Within the period, Lagos alone recorded the sum of N333.96 billion from the total income, a 10% increase from its 2016 IGR. Its revenue figure is higher than the IGR of 29 states put together while 2016 IGR from Lagos state was also higher than that of 33 states put together. This means that the majority of the states depend on federal allocations to pay their workers.

Experts ask states to look inward as salary crisis sets in

On available policy options, state governments can adopt to be out of the financial mess in a webinar organized by DATAPHYTE on Friday, April 24th, 2020, an oil and gas policy expert, Aderonke Onadeko, said, “States should consider early retirement for civil servants in the sense that it is high time for States to start looking at the burden of paying salaries and encourage early retirement for staffs so as to reduce the monthly wage burden. Onadeko also suggested that states like Ogun state with higher institutions should start thinking of the economic benefits of such an advantage. 

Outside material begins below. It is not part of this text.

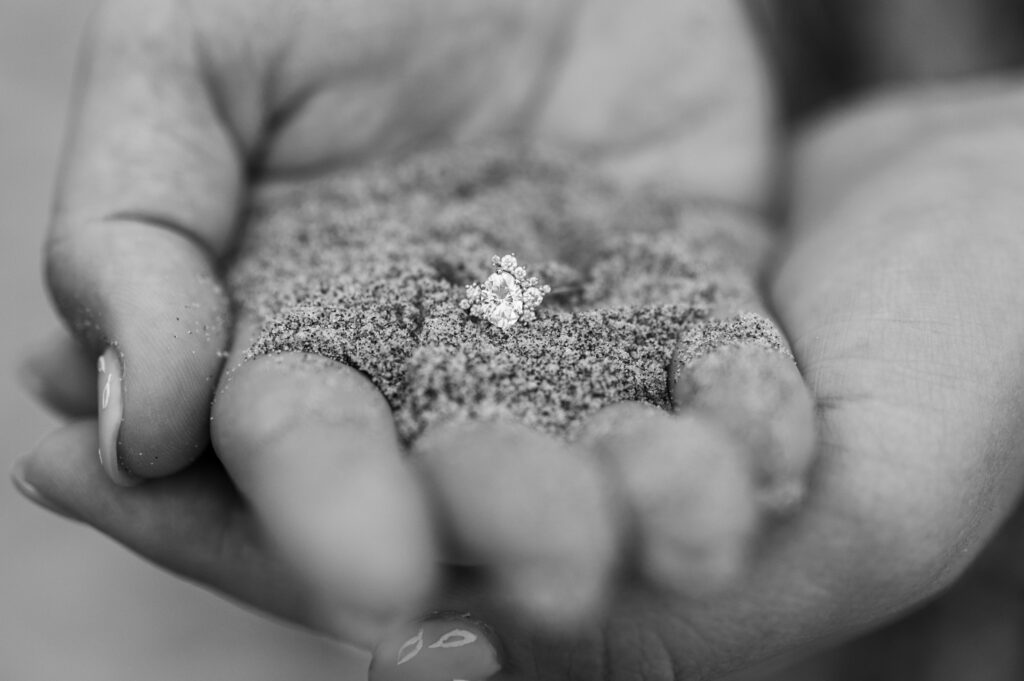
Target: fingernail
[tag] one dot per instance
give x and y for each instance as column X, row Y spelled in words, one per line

Moderator of the Webinar Series, Patrick Okigbo suggested that it’s high time state governments look inward and divert whatever they spend on security votes to more productive aspects of the state’s economy for fiscal viability.  Security Votes is a monthly allowance that is allocated to the states within the federal republic of Nigeria for the purpose of funding security services within the states, especially states that face security threats like kidnapping, robbery, etc. 

Patrick suggested that states should be more transparent in the management of security votes. Citizens do not support security votes because the funds are not properly utilised. Moreso, there is no accountability and transparency on the funds. It is necessary to review the Security Votes framework. 

States Must Review Spendings and Bureaucratic System

Mr. Atiku Samuel, a policy analyst, said “the informal nature of the Nigerian economy is a challenge.

“State governments typically struggle to collect various taxes the constitution empowers them to collect. State governments are not willing to go the extra mile to collect tax from the people that they are supposed to tax. This is because there is a big trust deficit between government and the people.

Atiku also raised issues on the huge personnel cost obligations at state levels. Citing the example of  Lagos, he said the cost of running the office of the governor of Lagos state is way higher than the cost of running the office of the president of Nigeria.

He also added that, giving the complex nature of the bureaucratic system which the state expands unnecessarily. For instance, Cross River Governor has about 440 new aides.  We have a complex nature of the decision and the decision making at the state level is not logical, it doesn’t follow a particular logical thread and creates huge unnecessary expenditure that you have to cover. 

In summary, leadership at the state level is very weak and the leadership component, the kind of thinkers that we have at the state level, does not put people in a state where you can begin to actually trust the government to make right decisions. The heart of everything is the fact that we need to actually begin to move to shift those structural issues, freeing up states to be able to do certain things and they begin to see benefits of doing those things.